Patients with HCC who are eligible for potentially curative therapy with liver resection or ablation should defer DAA therapy until after HCC treatment is completed.
Timing of DAA therapy for patients with HCC who are listed for liver transplantation should be determined with consideration of median wait times, availability of hepatitis C virus–positive organs, and degree of liver dysfunction.
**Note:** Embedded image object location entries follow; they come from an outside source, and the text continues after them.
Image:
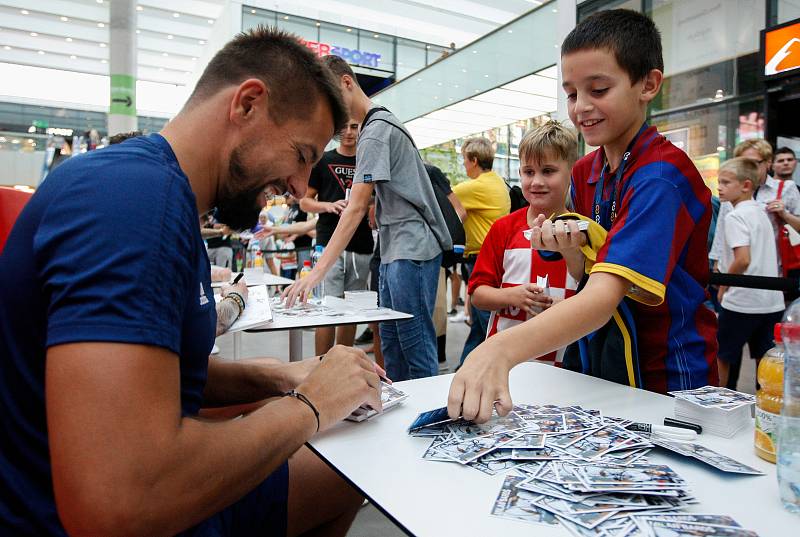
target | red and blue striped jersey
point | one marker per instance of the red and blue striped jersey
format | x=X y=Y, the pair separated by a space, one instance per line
x=658 y=242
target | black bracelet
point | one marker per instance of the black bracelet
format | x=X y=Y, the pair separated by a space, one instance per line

There are insufficient data evaluating benefits and cost-effectiveness of DAA therapy in patients with active intermediate or advanced HCC. Decisions regarding DAA treatment in these patients should be considered in light of HCC tumor burden, degree of liver dysfunction, life expectancy, and patient preferences.
There are no conclusive data that DAA therapy is associated with increased or decreased risk, differential time to recurrence, or aggressiveness of recurrent HCC in patients with complete response to HCC therapy.
DAA therapy should not be withheld from patients with complete response to HCC therapy; however, DAA therapy can be deferred 4–6 months to confirm response to HCC therapy.
Patients with complete response to HCC therapy who are treated with DAAs have a continued risk of HCC recurrence and require HCC surveillance, which should be conducted indefinitely with dynamic contrast-enhanced computed tomography or magnetic resonance imaging every 3–6 months. Current data do not support more frequent surveillance in these patients. This Clinical Practice Update was produced by the AGA Institute.